Parallax treats monetary rules as constraints, not policies. They do not adapt to crises, sentiment, or coordination pressure. Predictability is not convenience—it is the foundation of trust minimization.
Access that can be revoked is not ownership.
Commentary
Ownership requires irrevocable access. If participation depends on approval, identity, or delegation, access is conditional. Conditional access implies an authority capable of revocation.
Parallax does not grant access. It defines constraints that anyone may satisfy. Permissionlessness is not openness; it is the absence of gatekeepers.
Adversarial conditions are the default, not the exception.
Commentary
Parallax assumes rational self-interest, asymmetric information, and persistent incentives to cheat. Security does not emerge from goodwill, but from constraints that make misbehavior ineffective.
A system that requires cooperation to remain secure is not decentralized; it is fragile.
Finality emerges from cost, not decree.
Commentary
History is valuable only if it resists revision. Parallax does not claim absolute immutability; it ensures that rewriting history requires real expenditure.
Absolute immutability is brittle. Cost-based immutability scales. Finality accumulates through work.
Complexity belongs above settlement.
Commentary
The base layer establishes ordering and finality. Attempting to maximize throughput or expressiveness at this layer increases complexity and attack surface.
Parallax confines experimentation to higher layers, where failure does not threaten settlement integrity. The base layer remains slow, conservative, and difficult to change by design.
Preference is a form of capture.
Commentary
Neutrality is not a moral stance; it is an architectural requirement. Parallax applies the same rules regardless of participant, transaction, or context.

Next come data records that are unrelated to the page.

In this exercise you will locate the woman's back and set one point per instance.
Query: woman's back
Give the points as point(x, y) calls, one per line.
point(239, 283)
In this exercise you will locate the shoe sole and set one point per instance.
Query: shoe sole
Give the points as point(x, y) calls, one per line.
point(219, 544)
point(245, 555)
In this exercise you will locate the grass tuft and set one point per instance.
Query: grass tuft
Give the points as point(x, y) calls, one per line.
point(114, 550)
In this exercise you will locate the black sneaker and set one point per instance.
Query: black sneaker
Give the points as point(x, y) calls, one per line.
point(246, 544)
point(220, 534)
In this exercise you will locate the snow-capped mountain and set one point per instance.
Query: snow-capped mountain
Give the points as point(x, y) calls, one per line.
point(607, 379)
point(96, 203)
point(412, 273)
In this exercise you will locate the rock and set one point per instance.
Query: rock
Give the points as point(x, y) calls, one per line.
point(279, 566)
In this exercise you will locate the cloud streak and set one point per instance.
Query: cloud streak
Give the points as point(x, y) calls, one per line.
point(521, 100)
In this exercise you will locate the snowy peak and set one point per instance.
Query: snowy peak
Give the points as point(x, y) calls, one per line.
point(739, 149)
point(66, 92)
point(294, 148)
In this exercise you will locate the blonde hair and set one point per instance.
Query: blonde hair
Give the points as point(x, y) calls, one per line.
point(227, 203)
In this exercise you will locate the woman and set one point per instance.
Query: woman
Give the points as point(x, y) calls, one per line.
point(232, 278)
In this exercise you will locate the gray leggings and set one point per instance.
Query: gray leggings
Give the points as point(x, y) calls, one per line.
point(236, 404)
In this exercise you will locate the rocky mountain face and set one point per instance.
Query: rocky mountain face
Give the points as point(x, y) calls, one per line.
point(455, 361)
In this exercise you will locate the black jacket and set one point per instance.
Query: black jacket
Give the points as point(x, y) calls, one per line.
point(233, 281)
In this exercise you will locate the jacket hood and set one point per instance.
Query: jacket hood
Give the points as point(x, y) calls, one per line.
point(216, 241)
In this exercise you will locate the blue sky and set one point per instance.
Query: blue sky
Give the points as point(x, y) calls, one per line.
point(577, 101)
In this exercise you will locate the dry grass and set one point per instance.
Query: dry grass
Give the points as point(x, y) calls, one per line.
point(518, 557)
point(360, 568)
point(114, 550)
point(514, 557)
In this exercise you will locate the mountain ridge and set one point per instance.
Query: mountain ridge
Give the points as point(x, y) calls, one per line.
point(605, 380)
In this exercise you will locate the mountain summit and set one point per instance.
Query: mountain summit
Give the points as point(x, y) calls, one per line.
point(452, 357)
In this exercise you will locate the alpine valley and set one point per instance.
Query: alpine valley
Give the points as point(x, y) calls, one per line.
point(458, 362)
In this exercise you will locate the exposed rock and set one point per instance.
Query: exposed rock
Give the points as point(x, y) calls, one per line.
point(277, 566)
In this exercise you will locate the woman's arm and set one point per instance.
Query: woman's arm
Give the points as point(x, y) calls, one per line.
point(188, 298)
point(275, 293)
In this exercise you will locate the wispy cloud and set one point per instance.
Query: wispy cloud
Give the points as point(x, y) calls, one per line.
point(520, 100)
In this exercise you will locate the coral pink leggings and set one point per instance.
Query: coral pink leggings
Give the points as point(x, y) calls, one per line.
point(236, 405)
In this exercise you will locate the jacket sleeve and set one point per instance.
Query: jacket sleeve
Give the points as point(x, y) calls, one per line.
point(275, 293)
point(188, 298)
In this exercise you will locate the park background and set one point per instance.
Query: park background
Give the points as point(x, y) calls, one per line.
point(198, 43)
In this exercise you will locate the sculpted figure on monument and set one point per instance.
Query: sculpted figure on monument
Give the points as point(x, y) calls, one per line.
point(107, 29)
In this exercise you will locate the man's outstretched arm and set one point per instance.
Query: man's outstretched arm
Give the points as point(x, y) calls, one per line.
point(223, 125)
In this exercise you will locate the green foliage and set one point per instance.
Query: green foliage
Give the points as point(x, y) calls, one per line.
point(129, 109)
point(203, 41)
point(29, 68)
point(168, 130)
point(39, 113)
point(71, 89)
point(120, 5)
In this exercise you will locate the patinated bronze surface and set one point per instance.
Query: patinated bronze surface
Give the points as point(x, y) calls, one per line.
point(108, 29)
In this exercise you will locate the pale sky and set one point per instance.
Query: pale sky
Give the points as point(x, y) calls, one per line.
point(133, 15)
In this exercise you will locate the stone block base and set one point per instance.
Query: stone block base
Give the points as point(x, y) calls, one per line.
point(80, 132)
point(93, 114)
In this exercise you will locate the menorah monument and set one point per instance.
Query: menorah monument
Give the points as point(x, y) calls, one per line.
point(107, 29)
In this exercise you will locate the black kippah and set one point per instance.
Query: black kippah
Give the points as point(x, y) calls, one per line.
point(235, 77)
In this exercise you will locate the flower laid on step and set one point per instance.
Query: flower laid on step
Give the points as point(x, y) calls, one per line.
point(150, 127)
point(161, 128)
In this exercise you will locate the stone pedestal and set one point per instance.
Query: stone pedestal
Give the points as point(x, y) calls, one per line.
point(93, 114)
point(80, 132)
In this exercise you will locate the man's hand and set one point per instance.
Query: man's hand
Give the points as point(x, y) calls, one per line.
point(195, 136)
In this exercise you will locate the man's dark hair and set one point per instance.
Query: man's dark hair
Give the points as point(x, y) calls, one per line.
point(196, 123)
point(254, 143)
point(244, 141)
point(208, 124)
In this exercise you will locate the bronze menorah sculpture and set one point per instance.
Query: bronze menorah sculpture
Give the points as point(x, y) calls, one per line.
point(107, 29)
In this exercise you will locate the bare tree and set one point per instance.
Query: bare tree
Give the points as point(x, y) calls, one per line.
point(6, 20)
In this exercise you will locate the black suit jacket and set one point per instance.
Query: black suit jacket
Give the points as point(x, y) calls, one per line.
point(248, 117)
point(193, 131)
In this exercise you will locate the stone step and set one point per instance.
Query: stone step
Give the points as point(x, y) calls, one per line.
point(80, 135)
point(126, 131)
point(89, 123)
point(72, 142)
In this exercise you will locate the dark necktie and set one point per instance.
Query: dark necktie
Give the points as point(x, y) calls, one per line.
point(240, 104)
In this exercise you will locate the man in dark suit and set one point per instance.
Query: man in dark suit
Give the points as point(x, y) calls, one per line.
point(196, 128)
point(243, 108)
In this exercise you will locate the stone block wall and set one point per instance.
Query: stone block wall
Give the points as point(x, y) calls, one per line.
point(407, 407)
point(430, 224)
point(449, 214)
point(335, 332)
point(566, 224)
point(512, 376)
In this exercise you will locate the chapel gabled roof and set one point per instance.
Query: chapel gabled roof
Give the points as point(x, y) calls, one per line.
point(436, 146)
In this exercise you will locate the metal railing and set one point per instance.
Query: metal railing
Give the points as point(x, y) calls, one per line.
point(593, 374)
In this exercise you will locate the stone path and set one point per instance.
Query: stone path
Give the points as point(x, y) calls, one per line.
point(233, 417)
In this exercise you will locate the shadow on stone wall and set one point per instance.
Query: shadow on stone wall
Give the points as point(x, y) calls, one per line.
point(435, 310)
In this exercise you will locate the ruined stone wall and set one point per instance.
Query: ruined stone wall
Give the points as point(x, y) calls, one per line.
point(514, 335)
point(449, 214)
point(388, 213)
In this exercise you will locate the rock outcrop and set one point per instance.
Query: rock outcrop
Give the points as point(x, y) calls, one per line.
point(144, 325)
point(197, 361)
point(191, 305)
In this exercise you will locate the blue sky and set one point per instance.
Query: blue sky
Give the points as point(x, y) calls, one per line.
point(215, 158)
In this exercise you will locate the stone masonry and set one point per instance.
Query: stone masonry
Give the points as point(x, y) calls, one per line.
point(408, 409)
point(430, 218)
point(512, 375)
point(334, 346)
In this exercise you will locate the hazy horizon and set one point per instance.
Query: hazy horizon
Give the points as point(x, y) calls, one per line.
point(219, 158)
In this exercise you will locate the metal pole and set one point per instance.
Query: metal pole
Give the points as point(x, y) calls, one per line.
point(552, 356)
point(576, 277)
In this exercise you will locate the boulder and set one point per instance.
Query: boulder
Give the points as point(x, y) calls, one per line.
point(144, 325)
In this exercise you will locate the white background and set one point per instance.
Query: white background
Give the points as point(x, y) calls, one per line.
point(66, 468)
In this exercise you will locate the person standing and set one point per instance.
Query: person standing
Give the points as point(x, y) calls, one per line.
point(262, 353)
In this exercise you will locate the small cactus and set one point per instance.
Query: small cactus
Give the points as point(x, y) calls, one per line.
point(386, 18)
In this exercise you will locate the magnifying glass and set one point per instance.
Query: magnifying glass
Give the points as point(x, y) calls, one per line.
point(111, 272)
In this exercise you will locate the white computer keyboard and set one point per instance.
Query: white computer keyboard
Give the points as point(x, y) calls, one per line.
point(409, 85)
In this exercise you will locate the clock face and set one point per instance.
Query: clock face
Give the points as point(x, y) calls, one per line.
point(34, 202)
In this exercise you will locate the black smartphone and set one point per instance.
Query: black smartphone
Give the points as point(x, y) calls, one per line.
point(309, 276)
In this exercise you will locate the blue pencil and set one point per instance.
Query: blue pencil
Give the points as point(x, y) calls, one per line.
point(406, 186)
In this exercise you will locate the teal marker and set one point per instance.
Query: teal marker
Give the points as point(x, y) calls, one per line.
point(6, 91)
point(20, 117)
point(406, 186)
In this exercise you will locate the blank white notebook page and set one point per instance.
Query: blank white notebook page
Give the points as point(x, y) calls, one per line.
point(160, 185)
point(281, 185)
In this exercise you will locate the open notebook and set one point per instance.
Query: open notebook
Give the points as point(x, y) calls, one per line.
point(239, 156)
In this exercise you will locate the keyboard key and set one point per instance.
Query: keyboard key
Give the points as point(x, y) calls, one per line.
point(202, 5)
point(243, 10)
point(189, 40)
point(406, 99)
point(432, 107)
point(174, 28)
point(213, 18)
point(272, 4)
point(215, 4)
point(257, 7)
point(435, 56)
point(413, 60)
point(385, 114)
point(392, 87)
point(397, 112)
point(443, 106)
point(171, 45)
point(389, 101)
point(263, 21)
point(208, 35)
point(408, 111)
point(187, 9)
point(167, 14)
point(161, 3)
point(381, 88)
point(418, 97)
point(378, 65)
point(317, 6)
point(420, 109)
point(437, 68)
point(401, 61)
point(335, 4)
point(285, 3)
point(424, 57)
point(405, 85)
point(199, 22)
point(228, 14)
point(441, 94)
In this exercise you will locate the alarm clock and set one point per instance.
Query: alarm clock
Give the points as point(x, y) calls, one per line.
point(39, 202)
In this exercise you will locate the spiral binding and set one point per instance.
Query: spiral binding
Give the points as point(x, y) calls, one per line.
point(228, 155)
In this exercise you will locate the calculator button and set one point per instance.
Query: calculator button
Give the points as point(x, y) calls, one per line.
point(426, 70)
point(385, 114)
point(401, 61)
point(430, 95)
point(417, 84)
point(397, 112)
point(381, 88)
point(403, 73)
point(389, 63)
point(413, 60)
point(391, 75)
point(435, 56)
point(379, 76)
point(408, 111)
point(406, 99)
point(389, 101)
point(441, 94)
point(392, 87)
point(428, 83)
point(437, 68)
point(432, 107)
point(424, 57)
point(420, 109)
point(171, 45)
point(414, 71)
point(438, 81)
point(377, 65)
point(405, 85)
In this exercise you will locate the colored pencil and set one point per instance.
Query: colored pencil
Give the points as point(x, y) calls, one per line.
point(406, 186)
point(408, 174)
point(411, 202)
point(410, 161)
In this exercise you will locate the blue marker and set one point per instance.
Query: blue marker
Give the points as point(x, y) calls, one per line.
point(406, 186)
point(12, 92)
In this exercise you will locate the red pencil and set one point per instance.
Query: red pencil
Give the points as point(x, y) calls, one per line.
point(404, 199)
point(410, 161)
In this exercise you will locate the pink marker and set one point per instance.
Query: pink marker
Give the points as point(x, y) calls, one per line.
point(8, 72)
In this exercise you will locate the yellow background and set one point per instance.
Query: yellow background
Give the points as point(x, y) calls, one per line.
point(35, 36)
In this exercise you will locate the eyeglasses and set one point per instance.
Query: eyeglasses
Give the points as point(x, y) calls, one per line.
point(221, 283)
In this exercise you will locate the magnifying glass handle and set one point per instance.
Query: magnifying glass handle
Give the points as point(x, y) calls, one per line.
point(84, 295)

Systems that adapt to political, social, or economic narratives introduce discretion. Discretion is the root of capture.
Axiom XI — Hidden failure modes compound silently
What cannot be observed cannot be corrected.
Commentary
Systems that obscure trade-offs, abstract costs, or mask fragility accumulate hidden risk. Failure compounds until collapse.
Parallax favors explicit costs, visible attacks, and acknowledged limitations. Transparency is not optimism; it is resilience.
No individual or organization is required for validity.
Commentary
Parallax must remain correct even if its creators disappear, disagree, or are forgotten. Intent does not matter. Authority does not matter.
Only validity matters. A system that requires stewardship to survive is not neutral infrastructure.
Longevity, not adoption, is the measure of success.
Commentary
Parallax is not designed to attract attention, optimize engagement, or chase relevance. Its purpose is to persist.
Longevity requires restraint. Restraint requires constraint. Infrastructure succeeds when it fades into the background.
Parallax does not ask to be believed.
If any axiom is false, Parallax will fail — and that failure is acceptable.
Reality is the arbiter.
Cost is the signal.
Time is the filter.
Parallax is not designed to be liked, upgraded, or governed — only to remain correct.